Bogotá, domingos y poetas (III)
Además yo no voy a cine por la comodidad del teatro, sino por la calidad de la película.
- Claro: es que usted está pensando en ir a uno de esos clásicos del cine que dan en la Cinemateca: unas películas jartísimas en que nunca pasa nada.
- Henna, no sé, le juro, cálmese.
- ¿Pero no eramos felices?
- No. Sí. No sé, -El llanto le rodaba por las mejillas brillantes, calientes, hinchadas. Cuánta agua cabe en un cuerpo, es increíble.
Murmullos de animal acuático, de mamífero anfibio, sorber de mocos, hipos, regurgitar de salivas, ingurgitar de salivas recogidas con ruido de succión, pasar de salivas por la garganta con un fragor de
rápidos, de rompientes.
Hundir el brazo hasta el codo en la caverna de su sexo aborrecido, descuajar de un tirón las vísceras azules, arrancar la matriz con todos sus tentáculos de carne, con todas sus raíces y todos sus apéndices, sus cuellos vivos que vomitan sangre, sus bolsas membranosas, sus ovarios, sus trompas de Falopio, sus cuernos movedizos, retráctiles, viscosos, erizados de ventosas redondas que se despegan de los dedos con un ruido de besos, desgarrar sus tejidos resbalosos, clavar las uñas en la mucosa púrpura, sentir que se desgranan los collares de óvulos traslúcidos como huevos de rana, que se enroscan las lenguas, los goteantes canales desgajados, las mangueras de piel morada y áspera, relucientes, tapizadas de nácar, presionar con las yemas de los dedos para hacer estallar las pequeñas vejigas hechas de gelatina, el ciego caracol del clítoris, los ramilletes vibrátiles de nervios, las excrecencias rosas, escurridizas, las múltiples cabezas tumefactas, los nudosos muñones escarlatas, lustrosos, lubricados por jugos pegajosos y tibios que escurren por la muñeca y por el antebrazo, que gotean desde el codo: dejar que se retuerzan en el puño como una masa viva de serpientes.
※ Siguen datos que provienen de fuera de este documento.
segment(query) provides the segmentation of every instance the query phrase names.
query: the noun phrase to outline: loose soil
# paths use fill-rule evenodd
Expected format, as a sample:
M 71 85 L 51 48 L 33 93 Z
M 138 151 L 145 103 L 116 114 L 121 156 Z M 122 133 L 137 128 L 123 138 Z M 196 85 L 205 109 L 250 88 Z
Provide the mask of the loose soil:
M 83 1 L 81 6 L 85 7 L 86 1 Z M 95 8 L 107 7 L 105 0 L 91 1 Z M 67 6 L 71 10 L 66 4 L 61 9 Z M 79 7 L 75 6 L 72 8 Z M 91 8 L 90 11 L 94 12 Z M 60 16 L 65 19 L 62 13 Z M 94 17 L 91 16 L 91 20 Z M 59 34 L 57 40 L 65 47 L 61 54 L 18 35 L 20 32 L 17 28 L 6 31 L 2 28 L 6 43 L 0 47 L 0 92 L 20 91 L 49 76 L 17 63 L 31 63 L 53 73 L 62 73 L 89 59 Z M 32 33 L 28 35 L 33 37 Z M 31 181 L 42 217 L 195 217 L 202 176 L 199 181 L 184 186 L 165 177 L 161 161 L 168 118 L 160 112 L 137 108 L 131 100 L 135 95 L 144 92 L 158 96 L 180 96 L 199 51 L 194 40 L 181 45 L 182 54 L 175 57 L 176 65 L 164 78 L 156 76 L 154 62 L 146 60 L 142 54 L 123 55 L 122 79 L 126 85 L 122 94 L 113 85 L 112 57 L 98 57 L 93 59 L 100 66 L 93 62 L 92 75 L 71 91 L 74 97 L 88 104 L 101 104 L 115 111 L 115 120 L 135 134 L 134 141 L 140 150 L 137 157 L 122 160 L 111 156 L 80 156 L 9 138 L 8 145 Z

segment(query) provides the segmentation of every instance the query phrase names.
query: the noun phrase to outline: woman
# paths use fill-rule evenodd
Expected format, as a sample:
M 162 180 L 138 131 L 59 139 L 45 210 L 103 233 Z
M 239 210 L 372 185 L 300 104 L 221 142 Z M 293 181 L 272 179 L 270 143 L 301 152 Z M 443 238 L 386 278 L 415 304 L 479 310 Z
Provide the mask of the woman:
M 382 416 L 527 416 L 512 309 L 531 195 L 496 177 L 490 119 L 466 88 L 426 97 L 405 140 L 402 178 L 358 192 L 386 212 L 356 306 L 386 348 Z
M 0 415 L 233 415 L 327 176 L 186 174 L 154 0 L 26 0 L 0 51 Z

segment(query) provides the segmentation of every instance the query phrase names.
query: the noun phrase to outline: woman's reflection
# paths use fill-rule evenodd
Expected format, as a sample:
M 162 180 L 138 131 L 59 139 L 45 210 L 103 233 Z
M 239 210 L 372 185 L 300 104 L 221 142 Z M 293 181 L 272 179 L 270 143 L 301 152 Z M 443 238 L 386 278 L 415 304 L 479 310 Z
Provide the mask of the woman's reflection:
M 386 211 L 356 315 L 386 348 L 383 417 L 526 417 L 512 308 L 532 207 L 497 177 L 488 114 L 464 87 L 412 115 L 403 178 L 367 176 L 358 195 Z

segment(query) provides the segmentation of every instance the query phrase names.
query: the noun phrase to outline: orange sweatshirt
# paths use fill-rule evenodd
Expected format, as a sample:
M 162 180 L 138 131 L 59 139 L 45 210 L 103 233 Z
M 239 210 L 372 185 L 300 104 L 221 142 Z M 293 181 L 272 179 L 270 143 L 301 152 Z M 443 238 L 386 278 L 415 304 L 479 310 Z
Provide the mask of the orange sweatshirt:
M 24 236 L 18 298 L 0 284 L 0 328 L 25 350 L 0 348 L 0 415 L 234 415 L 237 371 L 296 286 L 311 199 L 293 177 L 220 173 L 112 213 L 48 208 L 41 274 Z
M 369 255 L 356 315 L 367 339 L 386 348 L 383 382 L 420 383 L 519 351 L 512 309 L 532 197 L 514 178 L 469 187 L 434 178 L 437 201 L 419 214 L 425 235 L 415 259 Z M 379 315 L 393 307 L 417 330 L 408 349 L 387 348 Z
Y de un seco tirón voltear el sangriento despojo como un guante, como se mata un pulpo.
El jardín era verde, entre el follaje de los árboles se filtraban anchas cintas de sol, charcos de luz en el prado cortado, en los macizos de flores.
- ¡Leonor! -reprochó monseñor Boterito Jaramillo con voz cavernosa. Parecía que se le fuera a rasgar lagarganta de un momento a otro. Escobar se esforzaba por no carraspear involuntariamente, como si el canceroso fuera él.
- En latín, claro -siguió doña Leonor. Y le explicó a Escobar: - Tú sabes que monseñor
Boterito me consiguió una dispensa especial del Papa para oír misa en latín. En español me suena de una ordinariez...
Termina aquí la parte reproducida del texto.